Le visage du chevalier masqué était invisible, mais il acquiesçait sans doute.
C'est à partir de cette époque que les acouphènes s'aggravèrent progressivement.
Sa mère, irritée par la vie de voyage inhabituelle, se refugiit dans la nourriture et gardait toujours quelque chose en bouche.
Comme elle ne bougeait pas dans la voiture, son tour de taille augmenta encore par rapport à ses souvenirs.
Son apparence avait changé, mais elle avait enfin retrouvé sa mère. La vie normale allait revenir. Elle le croyait et apaisait sa mère.
Les acouphènes ne cessaient jamais, et elle finit par réaliser qu'ils étaient devenus des voix.
En résonance avec ces voix, une rancœur et une gêne insupportables tourbillonnaient dans sa poitrine, et elle avait parfois l'illusion de ne plus être elle-même.
Les gens de Helgner qui s'occupaient d'elle à distance évitaient soigneusement de croiser son regard. Ils n'échangeaient que le strict minimum de mots. Elle s'en accommodait, mais en apprenant à évacuer sa frustration incontrôlable sur eux, l'intensité ne fit qu'augmenter.
Pourquoi devaient-elles, elle et sa mère, être acculées ainsi ? Elle ne le comprenait absolument pas.
Écouter les ordres de la famille royale est le devoir des vassaux. Il est normal de les soutenir, pourtant la maison Vanclift a condamné sa mère, princesse.
L'oncle, Sa Majesté, a arraché cette mère et cette fille vulnérables en proclamant que c'était pour le bien du monde, et leur a imposé l'éducation royale. Comprendra-t-on à quel point c'était insupportable ?
Même quand on découvrit que la famille royale était maudite, il suffisait que le demi-esprit qu'était son père s'unisse à sa mère pour régler le problème, pourquoi ne le comprenaient-ils pas ?

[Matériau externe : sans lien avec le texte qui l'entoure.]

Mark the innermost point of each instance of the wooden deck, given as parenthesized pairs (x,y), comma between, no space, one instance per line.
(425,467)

Mêlés à la rancœur et au mépris de l'entourage envers sa mère, des rires moqueurs la ciblaient, et à chaque fois, elle hurlait en son cœur qu'elle les tuerait tous un jour.
Les voix qui parvenaient à ses oreilles finirent par se superposer à ses propres cris intérieurs.
« Enfin, enfin vous êtes venu me chercher… Comme c'était long… »
« … De quoi parles-tu ? »
Lovel fronça les sourcils en regardant Amiel, et celle-ci se réjouit que leurs regards se soient croisés.
« S'il y a la guerre, papa viendra me chercher. Parce que papa est un héros. »
Au milieu de la brume noire, Amiel dit cela en souriant joyeusement.